As Fortune reported last month, CoreWeave’s rapid rise has been fueled by an aggressive, debt-heavy strategy to stand up data centers at unprecedented speed for AI customers. And for now, the bet is still paying off. In its third-quarter results released in November, the company said its revenue backlog nearly doubled in a single quarter—to $55.6 billion from $30 billion—reflecting long-term commitments from marquee clients including Meta, OpenAI, and French AI startup Poolside.

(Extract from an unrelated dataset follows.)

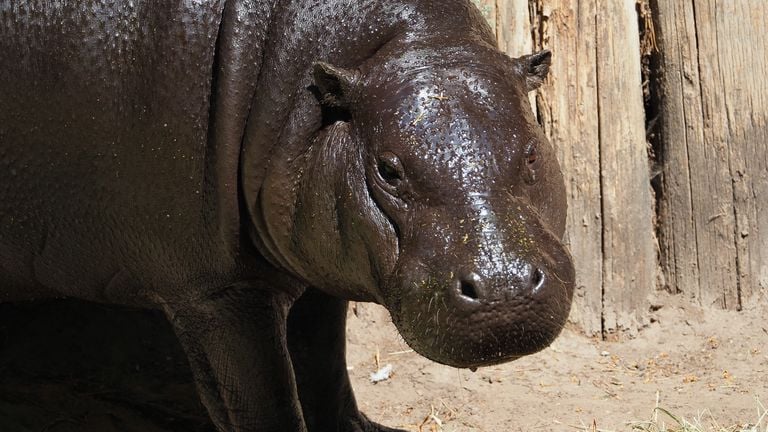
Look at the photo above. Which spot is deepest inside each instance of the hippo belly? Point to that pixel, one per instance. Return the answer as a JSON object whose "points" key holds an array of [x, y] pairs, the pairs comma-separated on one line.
{"points": [[106, 179]]}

Both earnings and revenue came in ahead of Wall Street expectations.

But the numbers were not all celebratory. CoreWeave disclosed a further increase in the debt it has taken on to finance its expansion, and it revised its full-year revenue outlook downward—suggesting that, even with historic demand in the pipeline.

With media headlines calling CoreWeave a “ticking time bomb,” with critics calling out insider stock sales, circular financing accusations and an overreliance on Nvidia, Intrator was asked whether he felt CoreWeave was misunderstood.

“Look, we built a company that is challenging one of the most stable businesses that exist—that cloud business, these three massive players,” he said, referring to AWS, Microsoft Azure and Google Cloud.  I feel like it’s incumbent on CoreWeave to introduce a new business model on how the cloud is going to be built and run. And that’s what we’re doing.” 

He repeatedly framed CoreWeave not as a GPU reseller or traditional data-center operator but as a company purpose-built from scratch to deliver high-performance, parallelized computing for AI workloads. That focus, he said, means designing proprietary software that orchestrates GPUs, building and colocating its own infrastructure, and moving “up the stack” through acquisitions such as Weights & Biases and OpenPipe.

Intrator also defended the company’s debt strategy, saying CoreWeave is effectively inventing a new financing model for AI infrastructure. He pointed to the company’s ability to repurpose power sources, rapidly deploy capacity, and finance large-scale clusters as proof it is solving problems incumbents never had to face.

“When I look back at history of the company, it took us a year with with a company investor like Fidelity, before they were like, ‘Oh, I get it,’” he said. “So look, we’ve been public for eight months. I couldn’t be prouder of what the company has accomplished.”